La GRC perquisitionne au Québec et enquête sur une possible cellule terroriste

PLESSISVILLE, Qc - Des policiers de la Gendarmerie royale du Canada (GRC) effectuent une opération au Québec, jeudi, en lien avec des individus potentiellement associés à un groupe terroriste néonazi.

La GRC a indiqué sur Twitter que son enquête vise des personnes prétendument liées au groupe Division Atomwaffen, qui est répertorié comme groupe terroriste par le gouvernement fédéral.

Des photos publiées par le corps policier jeudi midi montrent des agents lourdement armés à l'extérieur de plusieurs bâtiments, dont un qui semble être une église.

Les recherches sont en cours à Saint-Ferdinand et Plessisville, dans le Centre-du-Québec.En entrevue, le sergent de la GRC au Québec Charles Poirier a indiqué qu’il n’y avait aucun risque pour la population, mais qu’un groupe tactique d’intervention a été déployé en raison de la «nature du groupe» visé.

Selon Sécurité publique Canada, la Division Atomwaffen a été fondée en 2013, aux États-Unis, et a depuis pris racine ailleurs dans le monde, dont au Canada.

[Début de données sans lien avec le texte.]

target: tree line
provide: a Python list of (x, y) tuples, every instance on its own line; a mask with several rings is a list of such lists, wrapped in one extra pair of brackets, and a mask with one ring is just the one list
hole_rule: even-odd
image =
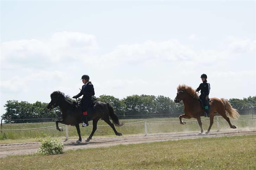
[[(134, 118), (135, 116), (137, 118), (142, 118), (152, 115), (153, 117), (169, 116), (172, 114), (184, 113), (183, 105), (175, 103), (169, 97), (162, 95), (134, 95), (119, 99), (113, 96), (103, 95), (97, 98), (97, 100), (109, 103), (116, 113), (122, 118)], [(256, 112), (256, 96), (242, 99), (232, 98), (229, 101), (241, 114), (253, 112), (255, 114)], [(33, 122), (37, 121), (33, 121), (37, 119), (61, 118), (61, 112), (59, 107), (56, 107), (55, 111), (49, 111), (46, 108), (48, 104), (39, 101), (30, 103), (8, 100), (4, 106), (6, 112), (2, 116), (2, 119), (6, 123), (17, 123), (20, 122), (22, 119), (24, 120), (24, 122)]]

Elle a été inscrite sur la liste des groupes surveillés par le gouvernement fédéral l'an dernier.

Selon le ministère de la Sécurité publique, le groupe, aussi connu sous le nom Ordre national-socialiste (ONS), appelle à la violence contre les groupes raciaux, ethniques et religieux, ainsi que les informateurs, les policiers et les bureaucrates, de façon à «provoquer l’effondrement de la société».

Le groupe a déjà tenu des camps d’entraînement, aussi appelés «camps de la haine», et certains de ses membres ont mené des actes violents lors de rassemblements publics, dont un à Charlottesville, en Virginie, en août 2017.

Le mois dernier, un homme de 19 ans de Windsor, en Ontario, a été accusé de terrorisme, puisqu’il aurait rempli un formulaire en ligne dans le but d’intégrer la Division Atomwaffen.

Le sergent Poirier a précisé que l’opération de jeudi s’inscrit dans le cadre du Programme des enquêtes criminelles relatives à la sécurité nationale de la GRC, mais il ne savait pas si elle était reliée à l’arrestation du mois dernier en Ontario.